Democrats are well positioned to take back the house for the first time since 1994 in Tuesday's midterm vote, and also have a good shot of capturing the senate.
But with razor-thin margins separating candidates in several key election contests, both major parties were relying on well-honed mobilisation efforts to rally their base voters to the polls.
"It's all about turnout," said Republican representative Tom Reynolds, chair of his party's house election campaigns, speaking on US television on Sunday. Democrats need 15 seats
Democrats need a net gain of 15 seats out of the total 435 in play on Tuesday to control the house. They hope for a gain of six senate seats out of the 33 at stake to give them the edge in the 100-member upper chamber.
At stake is control of the US legislative agenda for the final two years of US President George W Bush's presidency.

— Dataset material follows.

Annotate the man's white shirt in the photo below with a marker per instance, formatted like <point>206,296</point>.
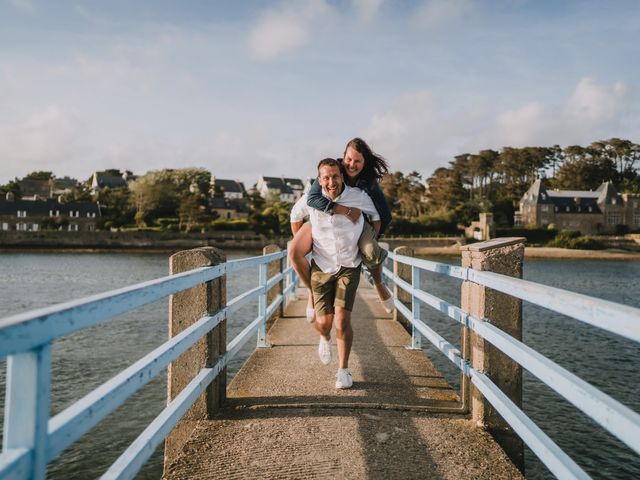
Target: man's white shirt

Top Republicans who rallied party members on Monday were buoyed by recent polls that showed they had narrowed the gap in several national voter surveys.
"New polls say our party is heading into Election Day with strong momentum," said Republican national committee chair Ken Mehlman in a memo to the party faithful, adding that Republicans could be heartened by "major gains" made in opinion polls over the past day or so.
Mehlman said the gains were likely even more substantial than polling suggests, since the vaunted Republican get-out-the-vote machine operates largely under the radar.
He added that party boosters had succeeded in reaching millions of possible supporters over the weekend, with many more potential voters in their sights. Casting wide net
Political observers said the Republican Party's voter turnout effort is better at homing in on party-friendly independent voters and more efficient at casting a wide net to catch the greatest possible number of voters.
Republicans are determined to confound Democratic predictions of sweeping election gains with their better-funded voter turnout machine, which led Bush to re-election in 2004.
"There's a ground game out there that we know how to run," Republican house majority leader John Boehner told Fox News on Sunday.
"At the end of the day, it's going to make a big difference in a lot of these tight races."
Mehlman said outreach efforts in the final hours of campaigning succeeded in contacting three million voters on Saturday alone.
"By and large, this effort will have its impact on election day and will not show up in most public opinion polls," he said.
Meanwhile, Democrats have incorporated some of techniques that Republicans have used to good effect in the past, but also relied on tried-and-true recruitment and outreach methods used by labour union for decades.
Officials said the largest and most powerful US labour federation, the AFL-CIO, had rallied about 100 000 volunteers to make a planned five million phone calls in the last few days of the campaign.
A record $40m had been set aside expressly for the end-of-campaign push.
"Working people have had enough of disappearing jobs, unaffordable health care, stagnant wages, retirement insecurity, corrupt politicians and a congressional majority that rubber-stamps President Bush's anti-worker policies," the AFL-CIO statement said.
"On November 7, we can take back America for working families - if we vote."